Regardless of our circumstances we all have something to be grateful for. In spite of the limitations of our wallet, our family or our emotional state of mind, we still have more than enough to be thankful for. One of the things I do, especially when I have insomnia and cannot seem to fall asleep, is to start with the letter “A.” I mentally go through the alphabet letter by letter. As I say each letter, “A, B, C,” and all the way through to “X, Y, Z,” I come up with at least one thing I appreciate that begins with that letter.
I try to avoid rote, meaningless things. I could say that I was grateful for apples and aardvarks, but I want more of a connection to the blessings and grace that are in my life. I try to think of things that have substance and significance. It opens my heart. Once my heart is uncluttered from resentments and limitations, I can feel the depth of the gifts that are in my life. Every time I do this I become freer. I grow a little closer to who I truly am.
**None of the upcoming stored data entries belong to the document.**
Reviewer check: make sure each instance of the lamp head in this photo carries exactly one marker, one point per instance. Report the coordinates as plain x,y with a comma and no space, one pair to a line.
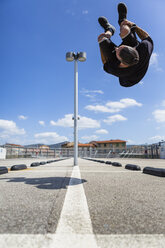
70,56
82,56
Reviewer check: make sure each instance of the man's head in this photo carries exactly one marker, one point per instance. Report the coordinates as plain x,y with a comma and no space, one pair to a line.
127,55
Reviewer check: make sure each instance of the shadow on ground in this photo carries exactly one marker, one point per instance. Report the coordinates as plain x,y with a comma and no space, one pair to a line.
47,182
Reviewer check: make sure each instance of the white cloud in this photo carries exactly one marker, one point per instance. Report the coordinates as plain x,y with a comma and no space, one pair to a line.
89,138
130,142
98,108
42,123
49,137
159,115
22,117
84,91
91,94
10,128
102,131
154,61
157,138
83,123
114,107
114,118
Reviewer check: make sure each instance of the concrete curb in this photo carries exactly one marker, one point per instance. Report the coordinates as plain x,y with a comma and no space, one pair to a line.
117,164
35,164
132,167
160,172
19,167
3,170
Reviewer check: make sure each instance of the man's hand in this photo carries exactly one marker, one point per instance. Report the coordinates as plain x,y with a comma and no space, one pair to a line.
128,23
139,31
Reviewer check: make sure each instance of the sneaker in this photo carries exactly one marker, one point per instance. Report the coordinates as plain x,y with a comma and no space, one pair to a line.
122,10
106,25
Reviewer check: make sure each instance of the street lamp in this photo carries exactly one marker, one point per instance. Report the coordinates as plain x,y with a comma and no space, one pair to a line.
81,56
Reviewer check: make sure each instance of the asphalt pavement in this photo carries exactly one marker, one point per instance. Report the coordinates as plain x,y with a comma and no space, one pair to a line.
93,204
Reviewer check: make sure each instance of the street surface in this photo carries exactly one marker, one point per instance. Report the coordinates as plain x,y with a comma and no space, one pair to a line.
90,205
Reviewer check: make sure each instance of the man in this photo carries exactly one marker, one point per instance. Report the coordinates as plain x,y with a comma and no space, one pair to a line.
130,61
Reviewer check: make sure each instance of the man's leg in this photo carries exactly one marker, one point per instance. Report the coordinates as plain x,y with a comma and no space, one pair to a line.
107,47
128,35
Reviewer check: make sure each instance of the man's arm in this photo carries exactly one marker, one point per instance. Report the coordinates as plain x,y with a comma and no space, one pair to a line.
140,32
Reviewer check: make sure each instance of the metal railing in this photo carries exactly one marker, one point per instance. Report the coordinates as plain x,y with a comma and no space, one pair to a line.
152,151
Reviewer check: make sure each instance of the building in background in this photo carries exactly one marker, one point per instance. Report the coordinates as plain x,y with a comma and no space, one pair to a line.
110,144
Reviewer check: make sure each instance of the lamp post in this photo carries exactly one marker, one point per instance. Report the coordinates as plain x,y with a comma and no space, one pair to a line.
81,56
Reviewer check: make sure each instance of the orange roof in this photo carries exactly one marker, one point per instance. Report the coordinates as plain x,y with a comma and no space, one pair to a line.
85,145
7,144
108,141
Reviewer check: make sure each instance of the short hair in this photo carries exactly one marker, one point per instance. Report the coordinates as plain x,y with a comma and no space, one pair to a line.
129,56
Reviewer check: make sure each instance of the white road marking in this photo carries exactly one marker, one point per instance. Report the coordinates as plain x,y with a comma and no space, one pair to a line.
75,218
104,241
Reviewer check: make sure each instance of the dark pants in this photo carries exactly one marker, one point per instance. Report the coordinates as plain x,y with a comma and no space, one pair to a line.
108,47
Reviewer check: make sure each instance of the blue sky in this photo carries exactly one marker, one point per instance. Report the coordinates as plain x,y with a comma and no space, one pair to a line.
37,84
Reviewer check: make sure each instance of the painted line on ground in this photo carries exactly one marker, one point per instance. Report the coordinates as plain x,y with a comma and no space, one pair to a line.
75,218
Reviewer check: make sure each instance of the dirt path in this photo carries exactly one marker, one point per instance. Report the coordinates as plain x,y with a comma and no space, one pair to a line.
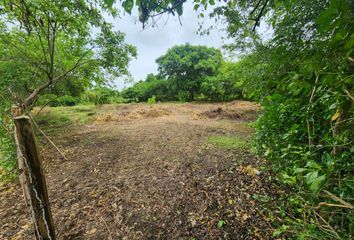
149,172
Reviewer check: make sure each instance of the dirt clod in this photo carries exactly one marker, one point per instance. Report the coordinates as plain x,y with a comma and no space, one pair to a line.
148,172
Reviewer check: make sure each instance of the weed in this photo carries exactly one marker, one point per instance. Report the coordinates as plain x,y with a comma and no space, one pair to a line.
228,142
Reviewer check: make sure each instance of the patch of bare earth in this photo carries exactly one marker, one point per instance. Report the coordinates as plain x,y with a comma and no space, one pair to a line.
147,172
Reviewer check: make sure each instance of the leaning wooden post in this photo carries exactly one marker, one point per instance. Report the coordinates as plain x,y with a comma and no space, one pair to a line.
17,111
35,179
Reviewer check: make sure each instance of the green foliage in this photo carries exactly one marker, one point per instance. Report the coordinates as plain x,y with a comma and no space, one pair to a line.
101,95
152,100
154,85
226,85
303,78
65,100
228,142
186,67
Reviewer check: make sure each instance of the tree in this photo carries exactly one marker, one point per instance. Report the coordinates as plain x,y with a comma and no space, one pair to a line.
50,41
187,66
224,86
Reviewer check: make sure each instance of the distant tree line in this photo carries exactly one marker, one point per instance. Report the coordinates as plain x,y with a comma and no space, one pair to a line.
189,73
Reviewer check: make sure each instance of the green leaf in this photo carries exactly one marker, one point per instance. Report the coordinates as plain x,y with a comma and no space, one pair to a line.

With the letter “A.” I am grateful for the Acceptance I have cultivated regarding my dad’s death, as well as the loss of my beloved partner. Acceptance has brought me closer to peace. It allows me to go on with my life. Acceptance helps me to carry forward the gifts and teachings they both gave me. In living my life to the best of my ability, they are still alive through me.
“B” reminds me how appreciative I am for the Beauty that surrounds me, both inside and outside my home. I look out every day at trees full in their summer foliage, or dressed in gold, crimson and orange finery, or glistening with a coat of crystal white. Inside I look at the flowers and the creature comforts I have that bring me joy.
“C” prompts me to remember my creativity and that of others around me. I ponder the genius of a book that I am reading. Sometimes I remember beautifully crafted sentences or thoughts. I am astonished at the brilliance of the artist who puts oil to canvas to create dimension and light. I am continually amazed by the woman who designed my website. I marvel at the creative brilliance that took my thoughts and vision and translated them into a work of art, teaching and service that flows together.
When I go through my alphabet of gratitude as a cure for insomnia, I usually fall asleep somewhere between “L” and “M.” If I make it to the end of the alphabet I used to give myself a pass on “X, Y, and Z.” After all how many times can you be grateful for xylophones, yule logs and zebras? But I have learned to extend my thankfulness to the end of the alphabet. By the time I am done I am in awe of the gifts in my life. Even sorrows have been imbued with grace.
I wish you all a Happy Thanksgiving. May the blessings in your life astound you. May you be filled with joy before you are half way through. May your hearts become full. May you be happy.